Pourquoi ça se complique malgré vos efforts
Dans cette situation, il est très facile d’entrer dans un cercle qui entretient le problème. Vous demandez à votre cheval d’avancer, il hésite ou recule. Vous augmentez la pression pour l’encourager, et lui, ressentant davantage d’inconfort ou d’insécurité, résiste encore plus. Sans le vouloir, vous renforcez le malaise qu’il associe déjà à cette situation.
Petit à petit, le van devient un point de tension de plus en plus fort. Votre cheval anticipe l’inconfort, et vous, vous appréhendez le moment. Ce qui devait être un simple exercice devient alors une épreuve, autant pour lui que pour vous.
Changer de regard pour débloquer la situation
Le vrai tournant se produit lorsque vous comprenez que le chargement n’est pas un objectif à atteindre à tout prix, mais la conséquence d’un travail bien fait en amont. Lorsque les bases sont claires, que le cheval comprend comment répondre à vos demandes et qu’il se sent en sécurité dans votre communication, le van perd progressivement son caractère problématique.
Il ne s’agit plus de convaincre votre cheval de monter, mais de lui donner les moyens de le faire sereinement. Ce changement de perspective est essentiel, car il permet de sortir de la lutte et d’entrer dans une logique de compréhension et de progression.
Une approche différente du chargement
Plutôt que de se focaliser uniquement sur le moment du chargement, il devient alors pertinent de travailler en dehors du van, sur des éléments fondamentaux.
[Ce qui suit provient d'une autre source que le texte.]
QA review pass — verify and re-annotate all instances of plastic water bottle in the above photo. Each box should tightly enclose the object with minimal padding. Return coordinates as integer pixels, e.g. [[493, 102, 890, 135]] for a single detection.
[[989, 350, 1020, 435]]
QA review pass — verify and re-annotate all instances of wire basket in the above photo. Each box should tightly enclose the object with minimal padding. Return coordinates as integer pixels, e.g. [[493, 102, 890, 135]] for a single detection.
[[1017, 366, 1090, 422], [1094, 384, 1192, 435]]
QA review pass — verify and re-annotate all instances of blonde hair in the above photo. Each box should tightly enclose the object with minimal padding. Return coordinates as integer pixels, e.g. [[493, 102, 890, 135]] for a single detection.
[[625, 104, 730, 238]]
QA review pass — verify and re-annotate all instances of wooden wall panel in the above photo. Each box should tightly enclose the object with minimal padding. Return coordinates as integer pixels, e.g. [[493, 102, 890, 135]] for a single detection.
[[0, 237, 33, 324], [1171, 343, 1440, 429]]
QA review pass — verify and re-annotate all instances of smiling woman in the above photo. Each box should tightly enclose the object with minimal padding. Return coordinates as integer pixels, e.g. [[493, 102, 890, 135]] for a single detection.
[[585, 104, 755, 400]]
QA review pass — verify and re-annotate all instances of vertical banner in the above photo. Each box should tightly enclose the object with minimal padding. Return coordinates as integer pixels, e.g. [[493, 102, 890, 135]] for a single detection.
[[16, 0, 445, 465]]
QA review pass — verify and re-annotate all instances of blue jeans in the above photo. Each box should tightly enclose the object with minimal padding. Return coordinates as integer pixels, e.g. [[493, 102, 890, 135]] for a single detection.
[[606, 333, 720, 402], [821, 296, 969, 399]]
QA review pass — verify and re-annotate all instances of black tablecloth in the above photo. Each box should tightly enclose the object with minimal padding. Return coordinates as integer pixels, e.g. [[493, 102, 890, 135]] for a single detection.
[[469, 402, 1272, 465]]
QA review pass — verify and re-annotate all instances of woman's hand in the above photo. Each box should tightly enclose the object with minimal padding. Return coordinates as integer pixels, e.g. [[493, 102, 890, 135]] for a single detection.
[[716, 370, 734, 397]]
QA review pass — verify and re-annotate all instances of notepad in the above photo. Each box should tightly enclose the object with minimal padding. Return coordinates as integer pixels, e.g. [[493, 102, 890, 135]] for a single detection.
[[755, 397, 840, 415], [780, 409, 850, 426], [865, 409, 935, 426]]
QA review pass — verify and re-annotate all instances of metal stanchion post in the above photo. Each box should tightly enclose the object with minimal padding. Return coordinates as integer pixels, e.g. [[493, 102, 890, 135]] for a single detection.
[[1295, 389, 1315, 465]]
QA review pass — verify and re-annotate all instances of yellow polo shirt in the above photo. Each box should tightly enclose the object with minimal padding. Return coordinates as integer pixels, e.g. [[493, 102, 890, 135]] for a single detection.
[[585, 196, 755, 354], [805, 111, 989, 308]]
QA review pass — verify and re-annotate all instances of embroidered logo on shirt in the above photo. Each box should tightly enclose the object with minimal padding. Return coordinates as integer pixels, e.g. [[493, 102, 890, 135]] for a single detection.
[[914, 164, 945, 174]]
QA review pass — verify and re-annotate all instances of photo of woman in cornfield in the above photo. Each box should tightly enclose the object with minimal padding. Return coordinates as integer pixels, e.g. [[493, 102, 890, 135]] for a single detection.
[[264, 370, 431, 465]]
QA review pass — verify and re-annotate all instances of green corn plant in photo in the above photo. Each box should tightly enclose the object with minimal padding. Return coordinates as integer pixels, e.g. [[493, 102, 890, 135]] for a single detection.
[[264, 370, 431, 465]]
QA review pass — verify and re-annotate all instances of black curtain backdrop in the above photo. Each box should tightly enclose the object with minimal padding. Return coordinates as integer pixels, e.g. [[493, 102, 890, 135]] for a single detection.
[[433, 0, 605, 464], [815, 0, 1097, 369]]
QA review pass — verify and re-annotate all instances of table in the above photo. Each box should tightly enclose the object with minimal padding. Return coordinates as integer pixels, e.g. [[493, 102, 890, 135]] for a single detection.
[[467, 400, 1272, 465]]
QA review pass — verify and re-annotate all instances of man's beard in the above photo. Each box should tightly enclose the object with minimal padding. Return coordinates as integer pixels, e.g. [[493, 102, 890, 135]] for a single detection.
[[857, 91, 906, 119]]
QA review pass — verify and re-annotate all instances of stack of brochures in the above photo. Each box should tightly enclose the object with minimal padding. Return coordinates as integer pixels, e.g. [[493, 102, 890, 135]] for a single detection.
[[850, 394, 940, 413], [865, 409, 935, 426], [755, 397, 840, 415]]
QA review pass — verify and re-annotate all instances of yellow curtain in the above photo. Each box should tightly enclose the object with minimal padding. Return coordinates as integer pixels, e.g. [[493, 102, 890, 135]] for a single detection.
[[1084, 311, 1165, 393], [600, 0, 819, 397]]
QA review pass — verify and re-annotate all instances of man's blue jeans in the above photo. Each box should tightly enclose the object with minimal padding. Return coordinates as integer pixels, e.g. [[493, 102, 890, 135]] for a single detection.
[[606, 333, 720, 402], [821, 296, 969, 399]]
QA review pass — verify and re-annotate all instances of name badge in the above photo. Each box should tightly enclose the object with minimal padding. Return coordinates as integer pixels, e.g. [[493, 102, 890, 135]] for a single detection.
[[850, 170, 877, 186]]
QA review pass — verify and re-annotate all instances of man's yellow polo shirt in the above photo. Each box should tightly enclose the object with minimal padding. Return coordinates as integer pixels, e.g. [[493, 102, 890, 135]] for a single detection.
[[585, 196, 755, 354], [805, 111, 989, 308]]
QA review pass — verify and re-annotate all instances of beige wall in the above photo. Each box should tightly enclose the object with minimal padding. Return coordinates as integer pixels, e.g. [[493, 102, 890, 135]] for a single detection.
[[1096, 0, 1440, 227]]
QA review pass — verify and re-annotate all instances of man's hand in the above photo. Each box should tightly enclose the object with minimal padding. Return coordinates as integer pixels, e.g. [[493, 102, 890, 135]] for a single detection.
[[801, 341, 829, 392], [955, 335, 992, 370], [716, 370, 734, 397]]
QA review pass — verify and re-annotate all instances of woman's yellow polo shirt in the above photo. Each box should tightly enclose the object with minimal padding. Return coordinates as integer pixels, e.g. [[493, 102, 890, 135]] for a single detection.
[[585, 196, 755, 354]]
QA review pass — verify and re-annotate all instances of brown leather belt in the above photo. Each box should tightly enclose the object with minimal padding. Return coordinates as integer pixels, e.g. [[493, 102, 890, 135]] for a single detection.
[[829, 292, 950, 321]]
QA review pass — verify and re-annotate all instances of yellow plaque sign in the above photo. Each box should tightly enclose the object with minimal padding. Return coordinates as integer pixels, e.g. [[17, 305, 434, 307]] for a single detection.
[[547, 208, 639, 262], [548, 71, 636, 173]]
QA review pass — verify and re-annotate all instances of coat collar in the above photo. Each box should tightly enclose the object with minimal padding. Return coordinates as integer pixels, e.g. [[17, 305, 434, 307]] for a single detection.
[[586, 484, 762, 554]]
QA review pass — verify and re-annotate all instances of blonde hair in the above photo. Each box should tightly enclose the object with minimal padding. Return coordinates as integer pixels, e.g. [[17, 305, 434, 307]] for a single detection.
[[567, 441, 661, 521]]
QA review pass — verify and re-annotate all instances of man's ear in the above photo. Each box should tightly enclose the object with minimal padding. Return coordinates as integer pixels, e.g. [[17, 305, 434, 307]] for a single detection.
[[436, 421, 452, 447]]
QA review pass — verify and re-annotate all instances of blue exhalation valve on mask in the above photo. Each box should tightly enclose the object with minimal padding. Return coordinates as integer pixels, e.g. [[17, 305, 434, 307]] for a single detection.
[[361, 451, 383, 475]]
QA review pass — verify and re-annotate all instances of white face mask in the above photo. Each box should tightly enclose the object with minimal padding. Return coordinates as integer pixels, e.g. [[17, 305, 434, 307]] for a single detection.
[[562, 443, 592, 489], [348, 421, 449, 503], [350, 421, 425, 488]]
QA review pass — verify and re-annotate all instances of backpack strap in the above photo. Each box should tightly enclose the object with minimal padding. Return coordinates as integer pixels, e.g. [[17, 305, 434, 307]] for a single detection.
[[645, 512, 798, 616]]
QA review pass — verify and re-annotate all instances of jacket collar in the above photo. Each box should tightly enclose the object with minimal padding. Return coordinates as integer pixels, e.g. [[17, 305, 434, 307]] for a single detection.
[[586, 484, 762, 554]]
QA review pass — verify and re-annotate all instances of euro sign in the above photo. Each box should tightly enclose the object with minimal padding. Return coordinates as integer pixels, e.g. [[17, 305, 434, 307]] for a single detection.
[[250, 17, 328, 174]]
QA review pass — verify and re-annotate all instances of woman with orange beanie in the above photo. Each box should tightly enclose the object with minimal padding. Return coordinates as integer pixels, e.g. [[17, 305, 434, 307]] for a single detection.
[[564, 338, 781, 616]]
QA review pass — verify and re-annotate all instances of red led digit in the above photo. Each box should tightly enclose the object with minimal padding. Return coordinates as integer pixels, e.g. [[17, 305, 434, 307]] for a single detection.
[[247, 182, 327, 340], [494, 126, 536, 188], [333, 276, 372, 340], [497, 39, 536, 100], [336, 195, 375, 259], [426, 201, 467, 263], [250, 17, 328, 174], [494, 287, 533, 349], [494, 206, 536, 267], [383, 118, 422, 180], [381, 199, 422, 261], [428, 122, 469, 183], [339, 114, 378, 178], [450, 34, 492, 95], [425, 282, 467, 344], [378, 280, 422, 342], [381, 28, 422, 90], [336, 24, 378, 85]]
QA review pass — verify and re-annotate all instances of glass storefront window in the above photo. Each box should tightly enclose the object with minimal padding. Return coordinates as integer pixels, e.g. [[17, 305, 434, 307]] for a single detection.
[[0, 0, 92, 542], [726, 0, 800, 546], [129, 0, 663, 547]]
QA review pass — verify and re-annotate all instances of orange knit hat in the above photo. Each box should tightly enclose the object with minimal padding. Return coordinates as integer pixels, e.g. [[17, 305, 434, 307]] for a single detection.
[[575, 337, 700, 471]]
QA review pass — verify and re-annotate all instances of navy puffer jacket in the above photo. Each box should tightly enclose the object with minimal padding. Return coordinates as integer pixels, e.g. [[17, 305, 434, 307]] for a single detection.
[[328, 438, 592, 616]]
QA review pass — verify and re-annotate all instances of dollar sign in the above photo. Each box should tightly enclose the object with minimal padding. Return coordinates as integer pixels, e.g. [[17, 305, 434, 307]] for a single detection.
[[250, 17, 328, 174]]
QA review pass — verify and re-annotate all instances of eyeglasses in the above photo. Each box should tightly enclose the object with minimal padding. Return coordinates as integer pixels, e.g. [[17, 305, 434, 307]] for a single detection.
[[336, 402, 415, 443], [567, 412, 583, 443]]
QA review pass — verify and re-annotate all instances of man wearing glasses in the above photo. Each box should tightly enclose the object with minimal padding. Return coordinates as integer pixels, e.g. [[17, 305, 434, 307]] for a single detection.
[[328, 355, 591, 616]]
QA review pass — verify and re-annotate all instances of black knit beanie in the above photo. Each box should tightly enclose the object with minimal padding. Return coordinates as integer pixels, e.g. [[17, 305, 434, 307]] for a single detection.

Apprendre au cheval à répondre à des demandes simples, lui permettre de gérer différentes situations. Développer sa confiance et sa compréhension sont des étapes indispensables. Ce travail, souvent invisible, est pourtant celui qui conditionne la réussite du chargement.
Lorsque ces bases sont solides, le cheval devient plus disponible, plus confiant et plus enclin à coopérer. Dans de nombreux cas, le moment du van se transforme alors naturellement, sans avoir besoin de forcer ou de lutter.